Government the size that we do have and we have a problem of supporting a public roads program on the one hand, and supporting an open space program on the other hand. After we help a community to preserve an open space and have public roads, we have the rather ridiculous situation of having a public road driven right smack dab through an open space. So I believe we do need a coordination on the part of the Federal Government.

Mr. BLATNIK. If the gentleman will yield. Another illustration of this is something we ran into in a Western State. In a narrow valley an agricultural joint Federal-county project was planned. The State planned to route a major highway through the same valley; the Federal Government planned a dam which would drown out both road and agricultural developments. None of the three initially knew of the other plans. This is just one example of how Federal and State and local instrumentalities lacking communication and coordination were unaware of what each was doing and that their projects were in conflict.

Mr. SCHERER. That is one we haven't heard about.

Mr. CRAMER. It sounds like a pretty good argument against creating another agency.

Dr. SMITH. I appreciate the gentleman's comment. The difficulty is not creating another agency. The work does not get done, but getting the work done. I want it to get done most efficiently and I think a coordinator may very well help. I have a certain historical and almost congenital reaction to this kind of what I might call multiplicity of Federal activities. It just seems to me if it could be done some other way I would be more than happy to do it, but I am convinced it cannot be.

Mr. CRAMER. Of course you realize the administration testified in opposition to the office of a coordinator and setting up this new agency under the proposal of the gentleman from Minnesota.

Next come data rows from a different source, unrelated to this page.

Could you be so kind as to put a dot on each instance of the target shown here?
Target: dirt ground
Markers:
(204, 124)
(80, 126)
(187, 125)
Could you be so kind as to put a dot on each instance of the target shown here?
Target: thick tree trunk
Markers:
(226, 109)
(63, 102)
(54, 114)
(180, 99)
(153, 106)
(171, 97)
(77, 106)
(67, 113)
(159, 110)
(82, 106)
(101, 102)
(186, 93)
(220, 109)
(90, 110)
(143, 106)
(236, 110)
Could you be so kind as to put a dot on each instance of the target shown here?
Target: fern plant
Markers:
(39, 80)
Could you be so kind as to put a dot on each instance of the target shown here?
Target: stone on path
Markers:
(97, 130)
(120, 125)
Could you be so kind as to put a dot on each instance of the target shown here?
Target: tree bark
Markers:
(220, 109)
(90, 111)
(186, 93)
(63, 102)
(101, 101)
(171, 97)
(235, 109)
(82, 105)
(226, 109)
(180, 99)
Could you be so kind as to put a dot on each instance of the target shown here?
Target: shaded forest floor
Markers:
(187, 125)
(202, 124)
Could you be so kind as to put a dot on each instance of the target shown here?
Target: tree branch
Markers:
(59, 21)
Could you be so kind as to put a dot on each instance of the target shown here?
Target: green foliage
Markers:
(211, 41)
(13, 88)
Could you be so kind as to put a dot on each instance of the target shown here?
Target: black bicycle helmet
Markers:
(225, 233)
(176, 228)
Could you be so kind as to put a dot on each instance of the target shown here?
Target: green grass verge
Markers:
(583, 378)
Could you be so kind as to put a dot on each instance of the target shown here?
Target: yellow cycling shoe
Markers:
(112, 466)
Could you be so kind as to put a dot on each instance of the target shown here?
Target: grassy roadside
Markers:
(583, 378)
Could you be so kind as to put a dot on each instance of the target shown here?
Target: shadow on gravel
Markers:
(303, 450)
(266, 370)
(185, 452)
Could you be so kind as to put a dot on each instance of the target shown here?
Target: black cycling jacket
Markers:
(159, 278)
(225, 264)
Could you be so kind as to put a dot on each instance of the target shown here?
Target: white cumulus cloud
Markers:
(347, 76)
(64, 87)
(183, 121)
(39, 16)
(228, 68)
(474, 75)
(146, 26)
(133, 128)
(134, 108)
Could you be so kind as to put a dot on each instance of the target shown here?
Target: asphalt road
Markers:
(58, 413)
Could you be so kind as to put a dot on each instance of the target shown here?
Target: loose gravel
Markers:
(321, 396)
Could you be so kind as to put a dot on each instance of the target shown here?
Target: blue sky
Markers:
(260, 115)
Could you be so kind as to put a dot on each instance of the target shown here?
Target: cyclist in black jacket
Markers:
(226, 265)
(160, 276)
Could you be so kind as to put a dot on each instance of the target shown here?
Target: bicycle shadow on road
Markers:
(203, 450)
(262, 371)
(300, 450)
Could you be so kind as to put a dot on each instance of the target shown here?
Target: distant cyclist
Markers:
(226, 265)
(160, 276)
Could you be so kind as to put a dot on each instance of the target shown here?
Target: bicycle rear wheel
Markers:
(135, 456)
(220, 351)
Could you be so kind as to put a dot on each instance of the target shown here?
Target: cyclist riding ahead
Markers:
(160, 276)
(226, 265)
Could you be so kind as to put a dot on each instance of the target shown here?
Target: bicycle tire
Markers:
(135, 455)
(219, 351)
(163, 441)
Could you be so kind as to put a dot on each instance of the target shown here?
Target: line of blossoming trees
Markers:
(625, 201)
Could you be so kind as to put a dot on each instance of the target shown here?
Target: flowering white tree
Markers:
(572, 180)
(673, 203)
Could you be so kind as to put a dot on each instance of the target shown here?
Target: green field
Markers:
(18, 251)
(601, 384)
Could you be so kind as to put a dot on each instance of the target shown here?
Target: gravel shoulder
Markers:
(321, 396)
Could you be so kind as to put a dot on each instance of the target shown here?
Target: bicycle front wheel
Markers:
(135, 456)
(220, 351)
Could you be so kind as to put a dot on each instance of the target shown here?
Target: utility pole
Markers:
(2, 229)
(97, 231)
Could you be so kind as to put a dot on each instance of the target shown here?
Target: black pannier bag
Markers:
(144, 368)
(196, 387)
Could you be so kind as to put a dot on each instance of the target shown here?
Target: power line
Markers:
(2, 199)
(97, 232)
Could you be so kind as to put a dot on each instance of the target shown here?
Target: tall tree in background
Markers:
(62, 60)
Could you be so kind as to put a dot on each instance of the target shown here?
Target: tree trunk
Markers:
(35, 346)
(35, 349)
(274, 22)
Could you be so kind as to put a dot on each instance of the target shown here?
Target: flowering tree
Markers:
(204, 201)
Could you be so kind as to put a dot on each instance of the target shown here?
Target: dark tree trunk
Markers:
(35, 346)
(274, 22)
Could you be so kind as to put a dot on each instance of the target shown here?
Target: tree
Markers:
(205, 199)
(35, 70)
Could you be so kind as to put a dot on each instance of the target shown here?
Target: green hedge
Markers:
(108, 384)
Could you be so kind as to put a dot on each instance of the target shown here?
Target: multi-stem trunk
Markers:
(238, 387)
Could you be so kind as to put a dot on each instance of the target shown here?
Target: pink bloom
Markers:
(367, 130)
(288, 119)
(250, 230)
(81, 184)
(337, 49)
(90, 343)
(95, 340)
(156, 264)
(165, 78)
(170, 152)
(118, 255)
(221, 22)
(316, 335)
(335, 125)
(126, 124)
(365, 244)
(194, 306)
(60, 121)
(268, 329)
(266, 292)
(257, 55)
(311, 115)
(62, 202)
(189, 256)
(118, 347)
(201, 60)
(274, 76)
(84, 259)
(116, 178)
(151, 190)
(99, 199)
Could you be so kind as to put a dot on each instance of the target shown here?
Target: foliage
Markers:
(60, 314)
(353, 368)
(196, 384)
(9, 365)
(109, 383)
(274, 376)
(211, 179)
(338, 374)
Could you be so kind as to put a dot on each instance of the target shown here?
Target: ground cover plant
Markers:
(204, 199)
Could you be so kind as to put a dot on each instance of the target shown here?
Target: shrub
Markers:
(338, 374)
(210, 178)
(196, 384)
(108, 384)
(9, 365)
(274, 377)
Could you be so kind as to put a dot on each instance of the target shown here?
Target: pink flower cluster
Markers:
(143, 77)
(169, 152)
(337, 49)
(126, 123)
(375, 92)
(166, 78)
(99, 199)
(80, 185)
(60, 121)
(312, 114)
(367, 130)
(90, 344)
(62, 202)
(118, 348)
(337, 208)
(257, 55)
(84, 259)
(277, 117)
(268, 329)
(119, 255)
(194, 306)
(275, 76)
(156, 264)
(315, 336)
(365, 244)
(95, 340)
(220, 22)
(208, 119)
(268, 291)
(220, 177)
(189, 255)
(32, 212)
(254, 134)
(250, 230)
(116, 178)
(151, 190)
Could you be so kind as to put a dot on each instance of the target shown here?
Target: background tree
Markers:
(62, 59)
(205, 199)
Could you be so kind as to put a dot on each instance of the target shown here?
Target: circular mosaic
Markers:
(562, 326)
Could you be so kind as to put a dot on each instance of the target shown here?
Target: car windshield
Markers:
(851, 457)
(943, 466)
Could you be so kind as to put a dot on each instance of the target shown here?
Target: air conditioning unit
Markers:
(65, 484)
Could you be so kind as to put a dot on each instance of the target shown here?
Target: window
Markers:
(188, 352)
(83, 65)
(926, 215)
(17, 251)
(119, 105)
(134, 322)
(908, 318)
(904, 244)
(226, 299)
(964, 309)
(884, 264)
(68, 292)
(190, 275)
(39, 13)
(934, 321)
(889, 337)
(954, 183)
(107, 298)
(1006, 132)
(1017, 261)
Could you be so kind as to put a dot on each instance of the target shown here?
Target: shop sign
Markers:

Dr. SMITH. I am a little reluctant to be somewhat nasty at this point, Mr. Cramer, but if you will recall President Kennedy testified in front of many, many groups of people throughout the country that we were going to have a Council of Natural Resources Advisers. I don't know what happened to it but we are still waiting for this Council of Natural Resources Advisers. I think the New Frontier is a great thing. I just wanted to get out to the New Frontier. That's all.

Mr. CRAMER. It's something like the other 200 proposals made. Dr. SMITH. I am not complimenting them. I will leave the compliments to the gentleman from Florida, but it is one of the things that we have needed for a long time. We need to have some real serious help and I don't know that it requires an agency necessarily as much as it does a public conscience in protecting the public parks. We are desperately concerned with some of the park land. Visitations are going up and crowded conditions are such that we need to protect what we have and expand in that area where we have park conditions. There are not very many of these areas left. I will grant you that. Not with the grandeur of Yellowstone, certainly, but these kinds of things need to be brought to the attention of a coordinator, and Congress in its wisdom to act. I hope that that is one recommendation of the administration the Congress will not take and that they will establish a coordinator.